N73 Update

Well, it’s been about two weeks since I wrote gushingly about the Nokia N73 on this page. Has the bloom come off the rose? Well - in some small ways, yes, and I will detail those here, but in the main I am still very impressed with this device.

My biggest pet peeve is picture quality. For a device that prominently displays the fact that it sports a “Carl Zeiss” lens and a 3.2 megapixel sensor, I would expect higher quality images. The problem seems to be in the software. Even at its highest image quality setting, the JPEG compression is jacked way up. A typical highest-quality image out of the phone comes in at around 500k. My old 2-megapixel Powershot S100 used to produce images around the same size, for comparison. Considering you can now buy 1GB cards for this thing, I think it ought to be possible to squeeze some higher quality photos out of it. The auto white balance is also pretty wonky. My sense is that the sharpening algorithm is also jacked way up but it’s kind of difficult to tell with all the compression artifacts in every picture. It also takes a while for the camera to get ready to take pictures and there is too long a delay between the time you depress the button and when the picture is actually taken - resulting in many missed shots, especially when your subjects are fast-moving children. Don’t get me wrong: for a camera phone, it is pushing the envelope. But Nokia really markets this phone as a digital camera as well as a phone and in my view it needs some tweaking in order to make good on this promise.

My second area of frustration is with the Bluetooth support.
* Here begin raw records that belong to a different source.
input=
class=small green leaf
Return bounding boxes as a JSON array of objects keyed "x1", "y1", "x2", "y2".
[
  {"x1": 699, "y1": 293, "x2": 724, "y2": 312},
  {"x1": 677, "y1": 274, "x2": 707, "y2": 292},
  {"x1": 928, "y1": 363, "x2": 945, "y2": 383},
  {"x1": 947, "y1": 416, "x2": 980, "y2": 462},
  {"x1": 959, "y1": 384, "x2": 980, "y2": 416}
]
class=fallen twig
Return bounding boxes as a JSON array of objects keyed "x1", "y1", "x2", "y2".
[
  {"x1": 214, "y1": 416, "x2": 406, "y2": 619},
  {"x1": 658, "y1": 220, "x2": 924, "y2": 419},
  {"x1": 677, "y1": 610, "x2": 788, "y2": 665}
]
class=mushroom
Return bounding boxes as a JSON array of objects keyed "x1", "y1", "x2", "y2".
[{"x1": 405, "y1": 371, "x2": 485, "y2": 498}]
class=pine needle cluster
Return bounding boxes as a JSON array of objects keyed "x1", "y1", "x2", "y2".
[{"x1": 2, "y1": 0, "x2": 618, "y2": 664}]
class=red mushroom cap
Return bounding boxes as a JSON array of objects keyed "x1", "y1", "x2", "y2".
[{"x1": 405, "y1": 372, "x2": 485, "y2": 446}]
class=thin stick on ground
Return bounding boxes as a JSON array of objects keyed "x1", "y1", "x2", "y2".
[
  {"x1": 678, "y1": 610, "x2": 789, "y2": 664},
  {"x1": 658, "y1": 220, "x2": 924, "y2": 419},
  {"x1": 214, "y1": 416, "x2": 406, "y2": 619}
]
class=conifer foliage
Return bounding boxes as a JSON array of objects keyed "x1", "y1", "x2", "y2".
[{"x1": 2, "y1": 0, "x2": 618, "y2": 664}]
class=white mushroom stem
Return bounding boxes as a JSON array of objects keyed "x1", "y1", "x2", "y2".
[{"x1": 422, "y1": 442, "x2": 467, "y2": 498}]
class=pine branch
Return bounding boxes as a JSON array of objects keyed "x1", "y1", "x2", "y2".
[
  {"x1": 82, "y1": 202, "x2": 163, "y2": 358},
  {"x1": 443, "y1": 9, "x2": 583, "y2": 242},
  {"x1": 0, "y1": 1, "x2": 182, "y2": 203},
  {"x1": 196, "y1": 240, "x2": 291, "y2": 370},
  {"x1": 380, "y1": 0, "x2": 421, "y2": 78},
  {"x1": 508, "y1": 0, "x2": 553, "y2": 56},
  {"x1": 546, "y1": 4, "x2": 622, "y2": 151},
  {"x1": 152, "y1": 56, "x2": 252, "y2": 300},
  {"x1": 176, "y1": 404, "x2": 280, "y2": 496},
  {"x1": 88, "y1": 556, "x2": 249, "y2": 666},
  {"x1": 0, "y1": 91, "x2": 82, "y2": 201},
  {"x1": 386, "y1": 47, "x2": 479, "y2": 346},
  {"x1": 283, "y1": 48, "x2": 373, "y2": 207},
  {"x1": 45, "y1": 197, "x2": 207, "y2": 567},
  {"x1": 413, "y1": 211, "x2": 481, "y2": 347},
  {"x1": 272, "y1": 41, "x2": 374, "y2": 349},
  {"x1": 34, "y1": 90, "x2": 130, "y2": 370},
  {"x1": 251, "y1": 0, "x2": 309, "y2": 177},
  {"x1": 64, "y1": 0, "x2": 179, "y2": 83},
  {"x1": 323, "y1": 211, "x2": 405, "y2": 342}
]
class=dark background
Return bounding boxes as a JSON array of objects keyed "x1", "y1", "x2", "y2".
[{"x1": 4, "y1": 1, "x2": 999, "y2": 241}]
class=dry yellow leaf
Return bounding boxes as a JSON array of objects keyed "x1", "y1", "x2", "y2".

I had expected some improvement over the N70, but unfortunately I find it still craps out quite often. The only remedy is to go in to the control panel and turn Bluetooth off and on again. This usually fixes the problem, but when you’re trying to make or receive a call on the go, or connect to the Internet to quickly send/receive email, this can be very frustrating.

Both of these are software issues so they could potentially be addressed by firmware updates.